Welder Jamie Paris, 29, also died last month after falling about 20 metres from scaffolding at a TransCanada pipeline construction site in northern Alberta.

Paris was a contractor of Calgary-based company Horton CBI Ltd at the time.

In Alberta alone, 125 men and women were killed on the job in 2015.

In January, two deaths at a United Gateway Logistics lumber yard in New Westminster, B.C. reignited debate about workplace health and safety regulations after it was found the export lumber reload company had multiple previous occupational health and safety violations.

The bodies of the two men killed, Guiming Chen, 65, and Yun Zhao Yang, 60, were found under a pile of lumber that appeared to have crushed them.

Tammy Le, 25, a sex trade worker, was found murdered in a hotel room in January.
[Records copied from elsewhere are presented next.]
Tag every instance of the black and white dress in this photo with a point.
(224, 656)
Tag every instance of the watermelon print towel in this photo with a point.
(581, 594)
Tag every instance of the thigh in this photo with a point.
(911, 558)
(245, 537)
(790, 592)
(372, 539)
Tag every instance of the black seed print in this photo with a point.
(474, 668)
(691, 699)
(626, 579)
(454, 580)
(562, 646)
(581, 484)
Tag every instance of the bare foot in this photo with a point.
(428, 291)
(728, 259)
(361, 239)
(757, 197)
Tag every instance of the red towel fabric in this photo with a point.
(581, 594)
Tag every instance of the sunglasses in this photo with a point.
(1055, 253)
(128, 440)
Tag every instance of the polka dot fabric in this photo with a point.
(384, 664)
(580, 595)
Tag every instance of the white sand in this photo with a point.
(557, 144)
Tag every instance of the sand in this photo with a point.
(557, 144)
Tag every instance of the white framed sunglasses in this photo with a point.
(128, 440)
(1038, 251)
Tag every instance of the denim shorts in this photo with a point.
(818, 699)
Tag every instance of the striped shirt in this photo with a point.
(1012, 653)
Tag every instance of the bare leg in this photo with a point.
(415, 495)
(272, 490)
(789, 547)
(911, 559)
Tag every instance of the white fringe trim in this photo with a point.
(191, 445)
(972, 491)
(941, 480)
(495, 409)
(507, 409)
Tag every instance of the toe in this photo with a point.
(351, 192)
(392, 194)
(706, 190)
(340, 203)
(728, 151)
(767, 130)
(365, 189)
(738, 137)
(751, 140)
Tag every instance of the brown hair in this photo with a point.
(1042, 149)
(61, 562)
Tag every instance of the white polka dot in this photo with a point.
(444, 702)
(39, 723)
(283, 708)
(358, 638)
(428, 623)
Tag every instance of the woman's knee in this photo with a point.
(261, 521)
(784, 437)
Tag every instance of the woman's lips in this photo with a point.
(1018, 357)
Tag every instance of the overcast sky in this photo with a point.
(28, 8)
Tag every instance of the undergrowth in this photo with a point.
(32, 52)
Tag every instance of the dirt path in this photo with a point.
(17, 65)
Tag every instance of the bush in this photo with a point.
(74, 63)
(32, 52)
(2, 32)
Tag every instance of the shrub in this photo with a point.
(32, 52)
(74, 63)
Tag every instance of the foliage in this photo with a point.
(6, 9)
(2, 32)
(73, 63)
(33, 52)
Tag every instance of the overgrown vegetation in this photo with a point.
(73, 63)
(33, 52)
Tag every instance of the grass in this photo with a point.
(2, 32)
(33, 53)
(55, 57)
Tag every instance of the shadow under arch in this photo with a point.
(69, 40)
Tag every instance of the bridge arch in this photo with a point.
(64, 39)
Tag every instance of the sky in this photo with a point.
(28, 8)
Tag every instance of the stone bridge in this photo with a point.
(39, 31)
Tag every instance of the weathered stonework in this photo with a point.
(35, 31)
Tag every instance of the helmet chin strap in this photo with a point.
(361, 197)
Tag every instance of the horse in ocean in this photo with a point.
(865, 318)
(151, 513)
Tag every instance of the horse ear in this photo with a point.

The suspect in her murder was found dead not long after. Sex workers have been bound up by the Conservatives' Bill C-36, which has continued to criminalize sex workers' work while providing little else by way of safety or protection.

Canadian Labour Congress (CLC) president Hassan Yusuff said unions have decided this year to rally behind a nationwide ban on asbestos because it was the leading cause of work-related death in Canada.

According to the CLC, more than 2,000 Canadians die every year from diseases related to asbestos exposure like mesothelioma and lung cancer. The number of deaths from mesothelioma also increased by 60 per cent between 2000 and 2012.

Yussuff, who was exposed to asbestos in brake pedals during the 22 years he worked as a mechanic, said because the number of imported products into Canada continues to increase, banning asbestos and minimizing the risk around its exposure needed to be a top priority.

"We are calling on the federal government to commit to a comprehensive ban on all kinds of asbestos and to outline its plans for doing so before Parliament rises for its summer recess."

Between 2011 and 2015, asbestos imports to Canada grew from $4.7 million to $8.2 million.

Killed on the job in Canada

  • 919 workers died on the job in 2014 -- more than two deaths a day
  • 13 of these workers were aged 15 to 19
  • 25 were aged 20 to 24
  • In addition to this, 239,643 claims were accepted by compensation boards for lost time due to work-related injury or disease that year.

Teuila Fuatai is a recent transplant to Canada from Auckland, New Zealand. She settled in Toronto in September following a five-month travel stint around the United States. In New Zealand, she worked as a general news reporter for the New Zealand Herald and APNZ News Service for four years after studying accounting, communication and politics at the University of Otago. As a student, she had her own radio show on the local university station and wrote for the student magazine. She is rabble's labour beat reporter this year. 

Source: Association of Workers' Compensation Boards of Canada - most recent figures available.

Editor's note: An earlier version of this piece mispelled the name of Ian Henrey-Pervez. This has been corrected and we regret the error.